BÖLGEDE MADEN DEĞİL KOYUN YETİŞTİRİCİLİĞİ KONUŞULMALIDIR

“Biz yöremizin o güzelliğini, endemik bitki çeşitliliğini, yaylalarımızda meleyen kuzularımızı koyunlarımızı, yayılıma çıkan inek sürülerimizi görmek istiyoruz. Defalarca tekrarladık; hem yöremizde insanların köye dönüşünü sağlamak, hem köyde yaşayanların göçmemesi için çok yararlı bir proje yapacağız, koyun yetiştiriciliğine teşvik edeceğiz hem de o güzelim yaylalarımızı maden arattırıp ot bitmez hale getirttireceğiz. “

KELKİT HAVZASI KÜRESEL İKLİM TEHDİDİNE KARŞI ANADOLU’NUN SON EKOLOJİK KALESİDİR

Durmaz,“ Dünya küresel iklim değişikliği ile karşı karşıyadır, hepimiz artık hissediyoruz. Kelkit havzası çok özel bir alandır, mikroklima alanıdır. Kendine has endemik bitkilere sahiptir. Akdeniz’e özgü bitki türü olan makilik alanların dünyanın en kuzeyinde olanları bu havzada yetişmektedir. Bu makiler ve bitkiler 11 bin yıl önceki buzul çağında bu havzanın bir koruma alanı olduğuna işarettir. Yine önümüzdeki süreçte oluşacak bir iklim bozulmasında canlılar yine bu havzaya sığınacaklardır. Bu havzanın bir özelliği de suyu boldur. Doğu batı istikametinde 11 bin yıl önceki iklim değişikliğinde koruyucu bir alan olan Kelkit Havzası gelecek zamanlarda oluşacak küresel iklim tehdidine karşı da Anadolu’nun son ekolojik kalesidir. Eğer bu ekolojik kale, çevre dostu olmayan yatırımlarla kaybedilirse kaybeden Anadolu olacaktır. Kelkit Havzası insanların, hayvan ve bitkilerin gelecekteki küresel iklim değişikliklerinde yaşama alanı bulabileceği son ekolojik kaledir. Havzamızın iklim türü Batı Okyanus iklim türüne benzer, çok özel bir iklim yapısıdır ve çok kırılgandır. Bu özelliklerini korumalıyız, koruyucu tedbirler almalıyız ki Anadolu insanını, hayvanlarını ve bitkilerini barındırmalıyız yoksa Anadolu’yu koruyamayız. Bu teknik bilgiler üniversiteden hocalarımızın yıllarca yaptığı çalışmalarla ortaya çıkmıştır. Bu derece önemli olan havzamızı madenlerle yok ettirmeyeceğiz. “ dedi.

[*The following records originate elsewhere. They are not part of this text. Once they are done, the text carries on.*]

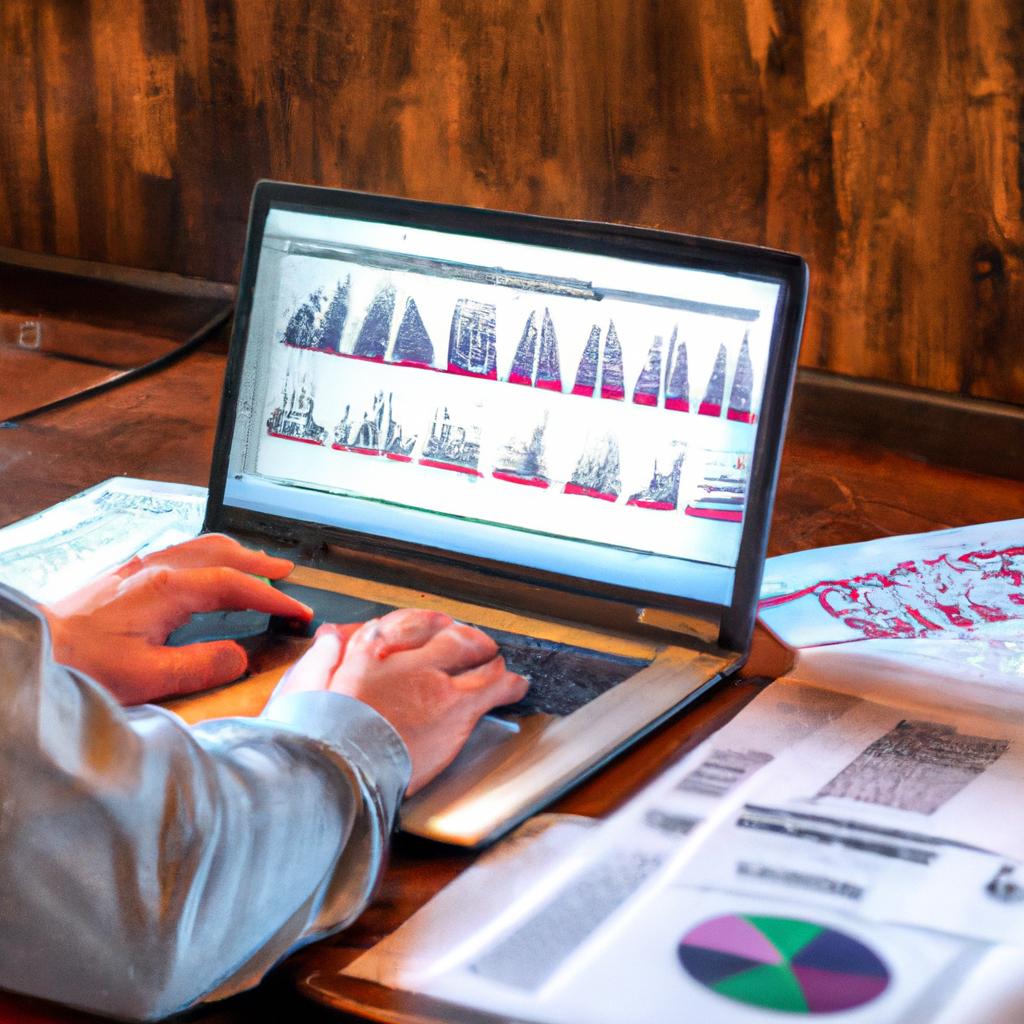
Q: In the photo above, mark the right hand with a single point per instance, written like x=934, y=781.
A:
x=432, y=678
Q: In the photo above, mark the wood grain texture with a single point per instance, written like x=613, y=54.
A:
x=882, y=140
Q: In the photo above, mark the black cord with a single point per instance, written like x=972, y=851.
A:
x=220, y=317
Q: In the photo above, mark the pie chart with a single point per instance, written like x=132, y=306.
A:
x=782, y=964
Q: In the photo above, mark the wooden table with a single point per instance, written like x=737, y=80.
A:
x=162, y=427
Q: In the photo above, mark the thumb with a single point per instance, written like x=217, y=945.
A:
x=493, y=685
x=198, y=667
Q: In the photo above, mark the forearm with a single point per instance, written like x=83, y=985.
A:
x=143, y=865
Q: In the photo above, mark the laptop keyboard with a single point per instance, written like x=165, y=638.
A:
x=562, y=678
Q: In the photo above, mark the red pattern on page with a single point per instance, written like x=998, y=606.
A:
x=924, y=597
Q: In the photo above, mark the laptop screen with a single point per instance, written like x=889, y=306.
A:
x=566, y=411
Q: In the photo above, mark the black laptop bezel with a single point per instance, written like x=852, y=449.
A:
x=736, y=619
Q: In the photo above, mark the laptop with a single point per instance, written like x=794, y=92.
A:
x=566, y=433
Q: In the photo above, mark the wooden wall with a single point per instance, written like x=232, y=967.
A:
x=881, y=139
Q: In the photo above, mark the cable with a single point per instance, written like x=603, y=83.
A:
x=220, y=317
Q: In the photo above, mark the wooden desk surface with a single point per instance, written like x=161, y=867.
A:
x=162, y=427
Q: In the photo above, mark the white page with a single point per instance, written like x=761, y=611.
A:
x=60, y=549
x=949, y=583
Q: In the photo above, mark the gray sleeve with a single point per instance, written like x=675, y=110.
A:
x=145, y=865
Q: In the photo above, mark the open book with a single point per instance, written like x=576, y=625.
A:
x=850, y=844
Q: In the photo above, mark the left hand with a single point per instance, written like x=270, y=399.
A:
x=115, y=629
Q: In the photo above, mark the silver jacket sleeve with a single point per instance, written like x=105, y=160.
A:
x=144, y=864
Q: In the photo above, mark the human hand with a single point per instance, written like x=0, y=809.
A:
x=430, y=677
x=115, y=629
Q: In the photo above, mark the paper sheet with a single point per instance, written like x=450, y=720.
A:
x=950, y=583
x=58, y=550
x=619, y=927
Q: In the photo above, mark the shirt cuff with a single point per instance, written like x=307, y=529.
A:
x=361, y=735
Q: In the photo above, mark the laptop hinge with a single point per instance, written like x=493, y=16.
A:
x=676, y=622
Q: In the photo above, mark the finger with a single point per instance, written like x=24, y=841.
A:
x=492, y=684
x=175, y=671
x=175, y=594
x=208, y=551
x=343, y=631
x=454, y=649
x=403, y=629
x=313, y=670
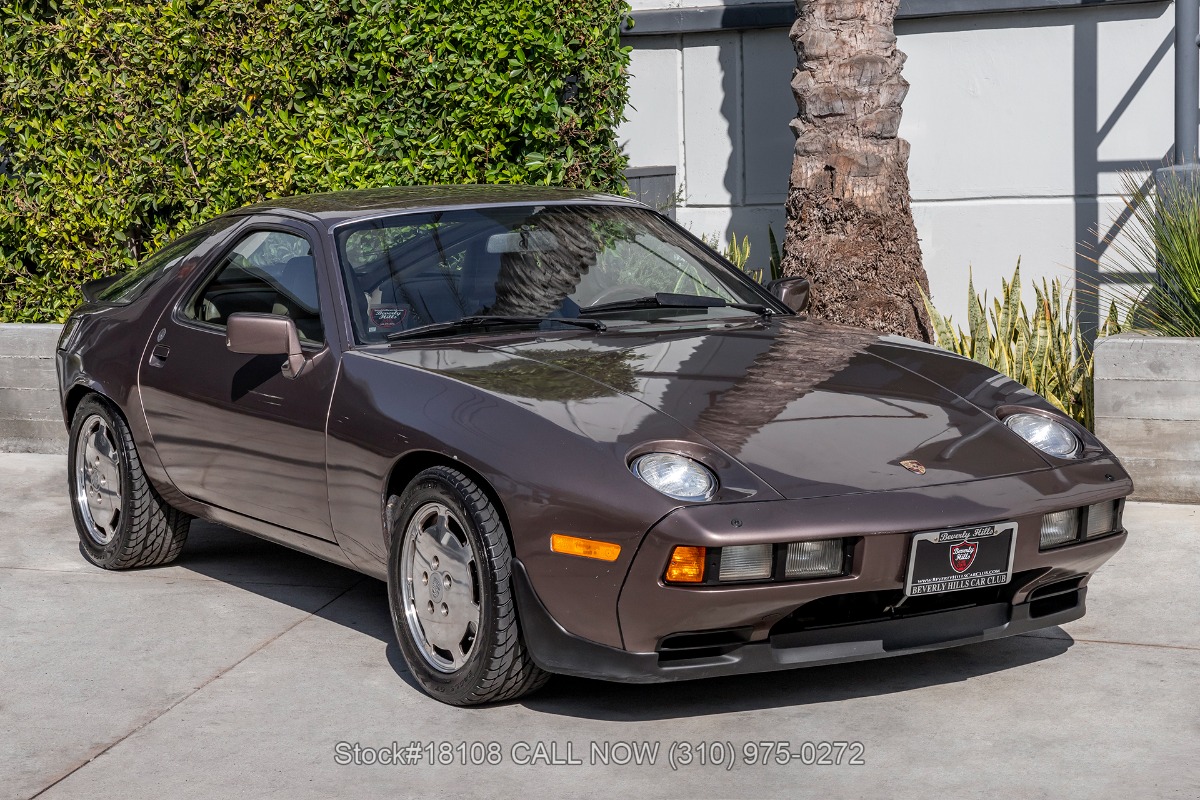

BÖLGE 1. DERECE ARKEOLOJİK SİT ALANI ve DEPREM BÖLGESİDİR

Kuyucak Köyü, Kurudere ve Tepedibi mevkileri 26.02.2015 tarihinde alınan 1986 ve 1987 sayılı kararlarla Avrupa Konseyi Doğal ve Kültürel Varlıkları Koruma Envanteri ve Türkiye Cumhuriyeti Kültür Varlıkları ve Müzeler Genel Müdürlüğü tarafından 1. Derece Arkeolojik Sit alanı ilan edilmiştir.

Maden aramak için açılacak sondajlar, patlatmalar, harfiyatla oluşacak toprak dağları sonucu Reşadiye’mizin şifa kaynağı termal suyunun, yeraltı ve yerüstü sularının zehirleneceği bizzat Bilim İnsanları tarafından söylenmektedir. Kuzey Anadolu Fay Hattı bölgemizden geçmektedir. Geçmişimizde yaşanmış acı bir deprem gerçeği vardır.

Siyanürün zehirli bir madde olduğu, yörede maden ayrıştırma işleminde siyanürün kullanılacağı da herkes tarafından bilinen bir gerçektir.

Siyanür işlemi sırasında altınla birlikte çözülen çinko, nikel, bakır, demir, arsenik gibi ağır metallerin de insan sağlığına ciddi zararları söz konusudur. Bu metallerin yer altı ve yer üstü sularına ya da toprağa bulaşması, insanlara gıda ve su yoluyla geçmesi demektir.

SELEMEN YAYLASI 5 ASIRDIR YAŞAYAN BİR KÜLTÜR, GELENEKTİR

Selemen Yaylası 1700 rakımlı geniş yemyeşil alanda kurulan Reşadiye – Ordu sınırı arasında tarihi özelliği olan bir yayladır. 1514 yılında Yavuz Sultan Selim ordusu ile birlikte bu bölgede konaklamış ve cuma namazını bu yaylada kılmıştır. O günden günümüze kadar ilkbahardan itibaren ilk kar düşene kadar her cuma günü bu yaylada geleneksel yayla pazarı kurulmaktadır. Tokat, Ordu, Samsun, Giresun, Sivas illerine bağlı bölgedeki ilçe insanları ürünlerini 5 asırdır bu pazarda satmakta ve ihtiyaçlarını karşılamaktadır. Selemen Yaylası pazarında alışverişler mübadele(değiş-tokuş) usulü ile de yapılır. Bu durum yörenin kültürel bir zenginliğidir.

Topraklarımızın Talan Edilmesine İzin Vermeyeceğiz

Delice Deresi ve Ordu Bolaman Çayının ilk çıkış noktası da bu bölgededir. Bu projelerin gerçekleşmesi demek 1 gr altın için 5 bin ton suyun yok olması demektir.

Kazdağı’ndan Artvin’e kadar doğasıyla, ormanıyla, yaylasıyla, suyuyla, canlı yaşamıyla yörenin ne hale geldiğini görüp bu projeye karşı çıkmayanların yerli ve milliliği ciddi anlamda sorgulanmalıdır. Kendi ülkelerinde bu tür projeleri uygulamayan-uygulayamayanların bizim ülkemizi daha fazla talan etmesine izin vermeyeceğiz.

Atalarımızın kanları, canları pahasına kurdukları Türkiye Cumhuriyeti’nin bizlere miras değil; bizden sonraki nesillere teslim etmemiz gereken kutsal emanet olduğunu biliyoruz.

Bu ülkenin coğrafyasını, bu nadide toprakları yaşanılır kılma noktasında verilecek her türlü zarara tüm Reşadiyeli hemşerilerimizle el ele, omuz omuza vererek siyaset üstü ortak bir duruş sergilemeye, şifa kaynağı kaplıcalarımıza, tarihi zenginliklerimize, yaylalarımıza, suyumuza, toprağımıza, doğamıza, geleceğimize hep birlikte sahip çıkmaya devam edeceğiz.